Backenson strongly advised against folk techniques like applying dish soap, mayonnaise, or kerosene to the attached tick, or trying to burn it out with a lit match or cigarette. “It may back out because it irritates the tick,” he said. But irritating the tick also makes it salivate. “That’s where the pathogen is,” said Backenson; the pathogen is then pumped into the host.

Asked if the removed tick should be brought to a doctor’s office for analysis, Backenson said, “We don’t recommend it. Just because a tick is infected doesn’t mean the person is.”

Treatment is based on symptoms, he said.

Advice for tick prevention

The health department advises avoiding ticks by avoiding contact with soil, leaf litter, and vegetation. Deer ticks, the department notes, live in shady, moist areas at ground level, clinging to grass and brush not two feet off the ground.

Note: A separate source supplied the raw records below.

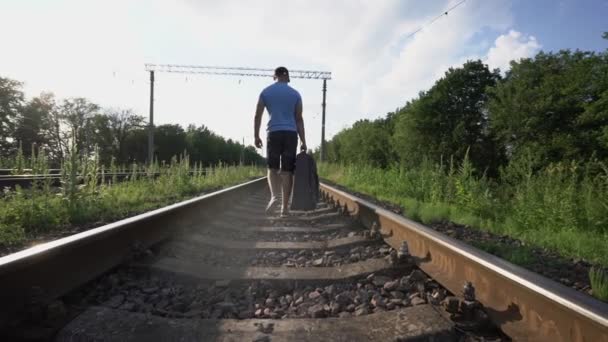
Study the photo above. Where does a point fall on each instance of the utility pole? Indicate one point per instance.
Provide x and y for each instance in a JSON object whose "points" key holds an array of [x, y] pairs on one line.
{"points": [[151, 124], [322, 149], [230, 71]]}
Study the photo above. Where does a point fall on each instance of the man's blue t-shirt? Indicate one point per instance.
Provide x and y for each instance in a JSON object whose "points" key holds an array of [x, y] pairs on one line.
{"points": [[280, 99]]}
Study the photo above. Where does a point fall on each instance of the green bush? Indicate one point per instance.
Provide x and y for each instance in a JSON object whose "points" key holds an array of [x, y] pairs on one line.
{"points": [[561, 207], [27, 213]]}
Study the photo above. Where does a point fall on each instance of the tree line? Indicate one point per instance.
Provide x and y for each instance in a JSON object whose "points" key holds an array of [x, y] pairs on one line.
{"points": [[61, 127], [549, 108]]}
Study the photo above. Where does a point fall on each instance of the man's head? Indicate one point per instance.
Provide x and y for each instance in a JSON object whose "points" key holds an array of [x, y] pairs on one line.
{"points": [[281, 74]]}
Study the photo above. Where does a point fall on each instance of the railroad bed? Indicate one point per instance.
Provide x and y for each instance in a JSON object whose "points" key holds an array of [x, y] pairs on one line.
{"points": [[218, 268]]}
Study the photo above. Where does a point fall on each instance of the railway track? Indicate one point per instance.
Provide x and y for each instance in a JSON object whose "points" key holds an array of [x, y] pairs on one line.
{"points": [[217, 268]]}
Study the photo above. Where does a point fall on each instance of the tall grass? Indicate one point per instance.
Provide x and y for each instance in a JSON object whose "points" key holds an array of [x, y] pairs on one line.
{"points": [[26, 213], [562, 207]]}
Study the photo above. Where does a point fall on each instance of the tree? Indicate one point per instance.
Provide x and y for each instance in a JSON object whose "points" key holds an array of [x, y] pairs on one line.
{"points": [[77, 115], [450, 120], [169, 141], [11, 101], [120, 124], [554, 106], [32, 125]]}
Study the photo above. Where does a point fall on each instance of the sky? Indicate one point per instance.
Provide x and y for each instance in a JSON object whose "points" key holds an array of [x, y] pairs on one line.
{"points": [[97, 49]]}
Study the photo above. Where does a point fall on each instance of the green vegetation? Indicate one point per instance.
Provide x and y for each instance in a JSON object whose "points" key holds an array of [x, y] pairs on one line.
{"points": [[599, 282], [25, 214], [522, 153], [560, 208], [58, 126]]}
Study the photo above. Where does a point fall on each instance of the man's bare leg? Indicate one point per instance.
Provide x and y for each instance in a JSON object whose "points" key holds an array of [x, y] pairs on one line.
{"points": [[287, 180], [274, 183]]}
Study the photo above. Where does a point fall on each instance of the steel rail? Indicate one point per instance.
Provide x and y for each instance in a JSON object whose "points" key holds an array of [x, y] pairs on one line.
{"points": [[39, 274], [527, 306]]}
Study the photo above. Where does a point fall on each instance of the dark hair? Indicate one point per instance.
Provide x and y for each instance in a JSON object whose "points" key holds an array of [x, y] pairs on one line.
{"points": [[281, 71]]}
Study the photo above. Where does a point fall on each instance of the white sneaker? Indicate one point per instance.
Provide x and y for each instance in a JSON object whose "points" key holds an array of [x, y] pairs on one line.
{"points": [[284, 212], [272, 204]]}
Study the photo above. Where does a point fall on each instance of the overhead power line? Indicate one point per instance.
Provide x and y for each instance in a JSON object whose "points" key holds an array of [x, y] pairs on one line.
{"points": [[435, 19], [235, 71]]}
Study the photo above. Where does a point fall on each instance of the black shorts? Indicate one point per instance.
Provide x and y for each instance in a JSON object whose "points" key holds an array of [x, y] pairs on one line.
{"points": [[281, 150]]}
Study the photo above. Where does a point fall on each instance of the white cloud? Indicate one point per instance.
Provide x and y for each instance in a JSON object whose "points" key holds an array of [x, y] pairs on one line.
{"points": [[511, 46], [97, 49]]}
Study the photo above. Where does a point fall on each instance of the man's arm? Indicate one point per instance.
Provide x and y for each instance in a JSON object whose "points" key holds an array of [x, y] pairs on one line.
{"points": [[300, 125], [257, 122]]}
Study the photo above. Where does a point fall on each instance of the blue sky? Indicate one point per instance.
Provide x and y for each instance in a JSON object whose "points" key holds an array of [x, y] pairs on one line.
{"points": [[97, 49]]}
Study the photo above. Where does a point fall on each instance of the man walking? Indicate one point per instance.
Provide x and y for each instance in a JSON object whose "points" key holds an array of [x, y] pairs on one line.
{"points": [[284, 105]]}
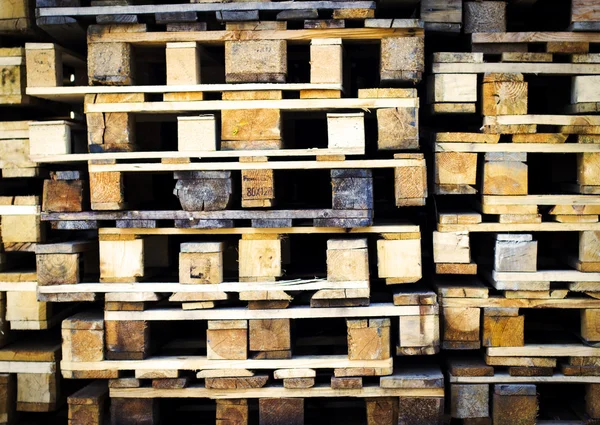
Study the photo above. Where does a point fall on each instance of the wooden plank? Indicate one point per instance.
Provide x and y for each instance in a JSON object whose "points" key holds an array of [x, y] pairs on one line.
{"points": [[294, 312], [225, 105], [275, 391]]}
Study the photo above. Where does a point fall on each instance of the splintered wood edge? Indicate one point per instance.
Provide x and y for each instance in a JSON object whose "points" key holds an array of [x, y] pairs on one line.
{"points": [[295, 312], [322, 390]]}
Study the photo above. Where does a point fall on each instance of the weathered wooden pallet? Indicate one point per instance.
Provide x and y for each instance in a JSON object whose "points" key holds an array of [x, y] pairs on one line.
{"points": [[127, 12], [36, 386], [208, 270], [454, 87], [476, 390], [502, 327], [207, 191]]}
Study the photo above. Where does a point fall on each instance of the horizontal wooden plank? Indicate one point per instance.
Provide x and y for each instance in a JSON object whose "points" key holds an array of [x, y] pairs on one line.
{"points": [[271, 165], [197, 363], [517, 67], [398, 228], [545, 350], [501, 302], [219, 37], [272, 153], [154, 287], [542, 120], [283, 104], [518, 147], [201, 7], [519, 227], [321, 390], [207, 215], [533, 37], [295, 312], [505, 378], [547, 276], [541, 200], [77, 93]]}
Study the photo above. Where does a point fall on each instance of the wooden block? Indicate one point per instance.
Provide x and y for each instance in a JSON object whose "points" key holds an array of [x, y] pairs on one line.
{"points": [[256, 61], [514, 409], [592, 400], [270, 335], [504, 97], [44, 66], [347, 260], [410, 186], [346, 130], [503, 331], [8, 394], [107, 190], [204, 190], [402, 58], [63, 196], [352, 189], [420, 410], [461, 324], [57, 269], [86, 406], [488, 16], [258, 188], [326, 61], [455, 168], [397, 128], [227, 340], [133, 411], [37, 389], [253, 126], [49, 137], [111, 64], [419, 331], [587, 169], [504, 178], [22, 228], [260, 258], [515, 253], [453, 88], [232, 412], [197, 133], [451, 247], [126, 340], [83, 337], [368, 339], [399, 259], [121, 259], [590, 324], [281, 411], [469, 401], [202, 267], [382, 410], [183, 63]]}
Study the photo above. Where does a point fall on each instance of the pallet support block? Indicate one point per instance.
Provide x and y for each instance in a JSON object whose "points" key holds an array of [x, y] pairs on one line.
{"points": [[83, 338], [402, 59], [368, 339], [227, 340], [201, 262], [65, 192], [87, 406], [514, 404], [399, 258], [197, 133], [515, 253]]}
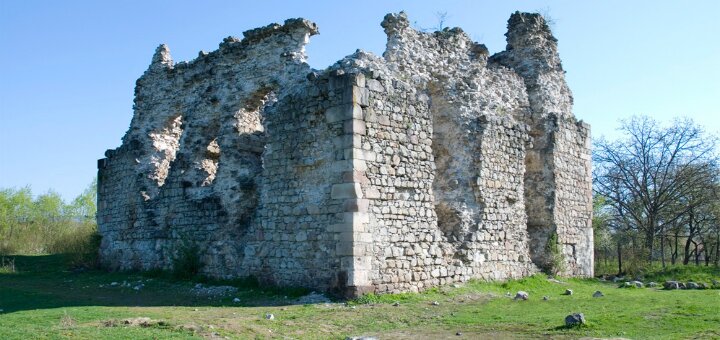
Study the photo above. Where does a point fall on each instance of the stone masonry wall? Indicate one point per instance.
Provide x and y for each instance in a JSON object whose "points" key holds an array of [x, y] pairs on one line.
{"points": [[434, 164]]}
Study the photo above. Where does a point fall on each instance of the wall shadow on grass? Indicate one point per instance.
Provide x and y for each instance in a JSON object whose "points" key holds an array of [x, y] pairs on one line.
{"points": [[45, 281]]}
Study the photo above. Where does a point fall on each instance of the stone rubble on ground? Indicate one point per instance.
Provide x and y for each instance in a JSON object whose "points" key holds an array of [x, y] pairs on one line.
{"points": [[521, 295], [312, 298], [575, 319]]}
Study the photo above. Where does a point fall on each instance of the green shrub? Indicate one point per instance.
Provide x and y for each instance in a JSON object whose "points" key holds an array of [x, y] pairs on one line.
{"points": [[80, 243]]}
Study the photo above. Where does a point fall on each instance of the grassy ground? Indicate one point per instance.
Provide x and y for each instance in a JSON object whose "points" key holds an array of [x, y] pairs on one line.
{"points": [[42, 300]]}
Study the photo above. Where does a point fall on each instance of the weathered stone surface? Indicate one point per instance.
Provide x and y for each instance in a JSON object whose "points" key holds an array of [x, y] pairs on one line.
{"points": [[434, 164]]}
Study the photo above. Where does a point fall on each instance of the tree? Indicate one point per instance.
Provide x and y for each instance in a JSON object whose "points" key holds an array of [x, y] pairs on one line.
{"points": [[647, 173]]}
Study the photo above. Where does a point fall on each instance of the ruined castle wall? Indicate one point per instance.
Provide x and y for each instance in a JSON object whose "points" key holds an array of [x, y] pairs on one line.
{"points": [[557, 180], [291, 242], [434, 164], [187, 170], [573, 195]]}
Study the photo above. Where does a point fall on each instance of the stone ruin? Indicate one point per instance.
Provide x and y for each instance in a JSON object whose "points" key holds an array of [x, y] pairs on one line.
{"points": [[436, 163]]}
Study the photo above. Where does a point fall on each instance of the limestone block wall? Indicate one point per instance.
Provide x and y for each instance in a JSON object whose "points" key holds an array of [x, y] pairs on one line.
{"points": [[435, 163]]}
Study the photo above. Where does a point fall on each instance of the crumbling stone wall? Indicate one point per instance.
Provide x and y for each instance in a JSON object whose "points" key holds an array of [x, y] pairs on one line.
{"points": [[434, 164]]}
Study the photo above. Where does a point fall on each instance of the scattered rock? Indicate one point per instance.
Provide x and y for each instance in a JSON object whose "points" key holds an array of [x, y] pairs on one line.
{"points": [[670, 285], [135, 322], [637, 284], [313, 297], [575, 319], [190, 328], [213, 291]]}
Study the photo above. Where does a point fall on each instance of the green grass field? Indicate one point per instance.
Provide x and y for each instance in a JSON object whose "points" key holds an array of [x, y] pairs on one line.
{"points": [[41, 299]]}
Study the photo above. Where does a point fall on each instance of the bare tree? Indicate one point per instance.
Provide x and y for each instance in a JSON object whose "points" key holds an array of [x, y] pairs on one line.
{"points": [[650, 175]]}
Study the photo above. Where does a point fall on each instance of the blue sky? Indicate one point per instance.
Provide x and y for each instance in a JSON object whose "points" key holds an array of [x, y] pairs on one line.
{"points": [[68, 68]]}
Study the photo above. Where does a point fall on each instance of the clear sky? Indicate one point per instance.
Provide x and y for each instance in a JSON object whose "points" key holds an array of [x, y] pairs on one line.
{"points": [[68, 68]]}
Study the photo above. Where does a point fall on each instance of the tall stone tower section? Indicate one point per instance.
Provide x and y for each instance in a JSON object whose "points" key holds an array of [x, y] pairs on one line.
{"points": [[558, 180]]}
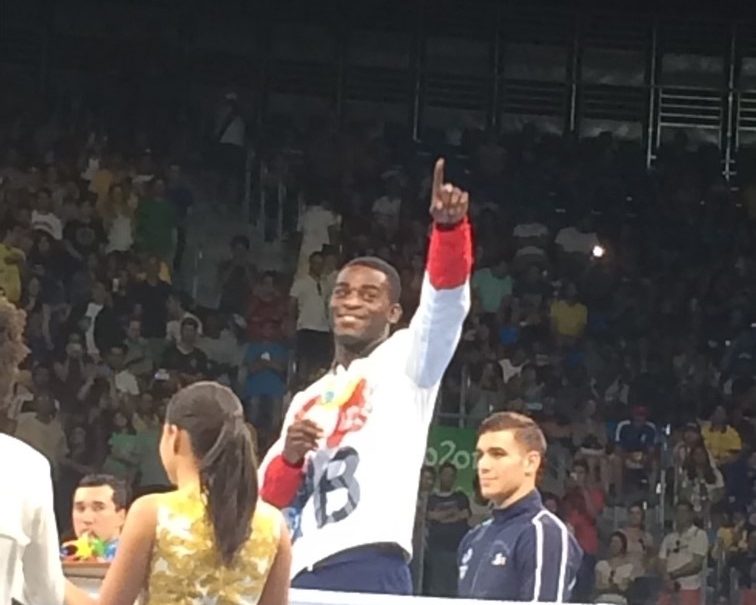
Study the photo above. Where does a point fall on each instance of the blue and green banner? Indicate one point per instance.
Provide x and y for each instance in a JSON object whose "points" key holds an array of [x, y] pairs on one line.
{"points": [[457, 446]]}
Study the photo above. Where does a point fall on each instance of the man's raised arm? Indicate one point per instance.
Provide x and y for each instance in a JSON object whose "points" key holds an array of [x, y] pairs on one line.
{"points": [[282, 471], [436, 328]]}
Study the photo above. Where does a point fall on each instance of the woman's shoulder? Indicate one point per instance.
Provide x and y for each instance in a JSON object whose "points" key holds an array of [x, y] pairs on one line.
{"points": [[267, 518]]}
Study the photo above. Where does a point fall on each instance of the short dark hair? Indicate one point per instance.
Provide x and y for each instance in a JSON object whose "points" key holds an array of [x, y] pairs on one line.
{"points": [[121, 491], [189, 321], [212, 415], [240, 240], [526, 432], [392, 275], [622, 538], [580, 464]]}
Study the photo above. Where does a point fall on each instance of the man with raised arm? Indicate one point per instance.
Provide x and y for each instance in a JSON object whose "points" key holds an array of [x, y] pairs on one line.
{"points": [[347, 464]]}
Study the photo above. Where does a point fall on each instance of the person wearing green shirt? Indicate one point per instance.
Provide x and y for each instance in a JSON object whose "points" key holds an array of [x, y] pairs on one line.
{"points": [[156, 222]]}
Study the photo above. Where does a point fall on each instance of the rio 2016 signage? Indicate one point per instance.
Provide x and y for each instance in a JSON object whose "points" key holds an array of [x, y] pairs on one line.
{"points": [[448, 444]]}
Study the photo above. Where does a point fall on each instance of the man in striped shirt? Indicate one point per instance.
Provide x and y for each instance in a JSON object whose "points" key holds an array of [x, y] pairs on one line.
{"points": [[524, 553]]}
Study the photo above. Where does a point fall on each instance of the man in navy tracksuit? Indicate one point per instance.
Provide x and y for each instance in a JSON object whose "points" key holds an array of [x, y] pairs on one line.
{"points": [[524, 553]]}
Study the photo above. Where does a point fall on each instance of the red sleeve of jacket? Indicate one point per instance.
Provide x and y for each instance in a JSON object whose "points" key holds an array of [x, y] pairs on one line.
{"points": [[281, 482], [450, 255]]}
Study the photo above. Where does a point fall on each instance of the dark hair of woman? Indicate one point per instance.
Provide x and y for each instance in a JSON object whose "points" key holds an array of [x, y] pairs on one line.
{"points": [[623, 540], [212, 417]]}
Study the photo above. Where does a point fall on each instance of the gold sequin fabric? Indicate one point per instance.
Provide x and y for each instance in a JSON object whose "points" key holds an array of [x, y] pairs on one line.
{"points": [[186, 568]]}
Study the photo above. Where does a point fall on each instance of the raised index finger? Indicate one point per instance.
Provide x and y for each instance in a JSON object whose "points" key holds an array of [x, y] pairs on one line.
{"points": [[438, 177]]}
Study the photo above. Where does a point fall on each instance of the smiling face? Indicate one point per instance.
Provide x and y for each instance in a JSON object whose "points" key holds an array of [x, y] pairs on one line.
{"points": [[361, 306], [505, 467]]}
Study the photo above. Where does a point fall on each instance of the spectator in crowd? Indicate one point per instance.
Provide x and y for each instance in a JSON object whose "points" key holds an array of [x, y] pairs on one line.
{"points": [[236, 275], [310, 307], [492, 285], [583, 503], [11, 263], [615, 574], [701, 483], [156, 223], [43, 430], [448, 514], [318, 226], [636, 454], [640, 548], [420, 531], [265, 384], [183, 359], [721, 439], [681, 558], [569, 317], [176, 307], [99, 507]]}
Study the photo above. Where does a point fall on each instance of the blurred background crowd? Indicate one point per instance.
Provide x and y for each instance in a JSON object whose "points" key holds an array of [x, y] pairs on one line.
{"points": [[613, 302]]}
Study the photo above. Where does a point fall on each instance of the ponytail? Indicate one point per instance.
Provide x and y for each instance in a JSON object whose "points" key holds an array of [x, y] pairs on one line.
{"points": [[222, 445], [229, 482]]}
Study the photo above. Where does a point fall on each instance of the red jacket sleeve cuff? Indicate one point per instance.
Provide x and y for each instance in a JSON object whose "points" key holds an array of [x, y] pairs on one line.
{"points": [[450, 255], [281, 482]]}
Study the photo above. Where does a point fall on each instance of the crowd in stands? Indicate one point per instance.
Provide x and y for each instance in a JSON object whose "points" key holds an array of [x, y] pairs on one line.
{"points": [[612, 303]]}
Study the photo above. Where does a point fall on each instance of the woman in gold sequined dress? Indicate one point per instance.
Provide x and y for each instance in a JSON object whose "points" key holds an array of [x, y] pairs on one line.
{"points": [[212, 540]]}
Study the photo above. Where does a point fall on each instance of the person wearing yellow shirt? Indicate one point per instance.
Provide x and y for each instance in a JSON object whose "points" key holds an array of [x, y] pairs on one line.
{"points": [[11, 260], [569, 316], [722, 441]]}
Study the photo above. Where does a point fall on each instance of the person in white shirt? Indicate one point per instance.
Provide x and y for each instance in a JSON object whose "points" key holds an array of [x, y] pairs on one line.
{"points": [[309, 304], [615, 573], [177, 313], [30, 569], [124, 380], [43, 431], [43, 219], [318, 226], [386, 209], [347, 464], [681, 559]]}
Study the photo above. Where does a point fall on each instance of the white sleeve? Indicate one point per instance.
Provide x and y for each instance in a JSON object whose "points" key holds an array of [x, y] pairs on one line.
{"points": [[434, 332], [701, 544], [295, 289], [44, 583], [664, 548]]}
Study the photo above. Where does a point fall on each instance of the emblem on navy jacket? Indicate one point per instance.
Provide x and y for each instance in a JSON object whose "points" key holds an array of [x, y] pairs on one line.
{"points": [[465, 560], [499, 560]]}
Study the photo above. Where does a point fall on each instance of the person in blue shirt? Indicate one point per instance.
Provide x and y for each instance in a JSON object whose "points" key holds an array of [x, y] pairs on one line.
{"points": [[267, 362], [524, 552]]}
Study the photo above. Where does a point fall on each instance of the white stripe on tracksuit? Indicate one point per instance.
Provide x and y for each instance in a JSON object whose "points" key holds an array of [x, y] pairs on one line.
{"points": [[543, 571]]}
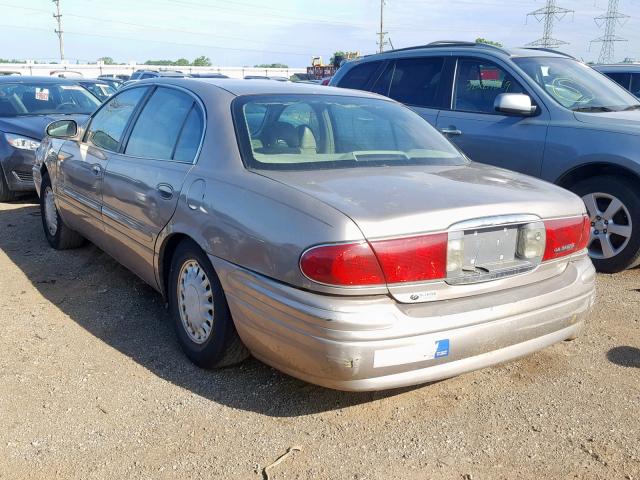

For those who garden, camp, hike, or work in the outdoors, the department advises wearing tightly-woven, light-colored clothes, covering arms and legs. Pant legs should be tucked into socks, and shoes should be enclosed. Hair should be tied back.

The CDC advises using repellents that contain 20 to 30 percent DEET (N, N-diethyl-m-tolumide) on exposed skin and clothing for protection that last several hours; clothing and gear should be treated with products that contain permethrin.

The CDC also recommends a bath or shower within two hours of coming indoors and to “conduct a full-body tick check using a hand-held or full-length mirror to view all parts of your body.”

Finally, the CDC says, clothes should be tumble-dried on high heat for 10 minutes, longer if the clothes are damp.

Lyme disease is named for the place it was first noted, in Lyme, Connecticut and the Connecticut Agricultural Experiment State has developed a “tick Management Handbook” that includes simple landscaping techniques to reduce tick populations: removing leaf litter, clearing tall grasses and brush around a home, placing a yard-wide wood-chip barrier between lawns and wooded areas, stacking wood neatly in dry areas, Keeping playgrounds and patios away from yard edges and trees, and removing old furniture and trash that may give ticks a place to hide.

Backenson also advises pet owners to purchase products for their cats or dogs that repel ticks, both because animals can get tick-borne illnesses and because  “it minimizes hitchhikers getting into the house.”

“I’m always surprised,” he said, “when people seem more concerned about their pets than themselves.”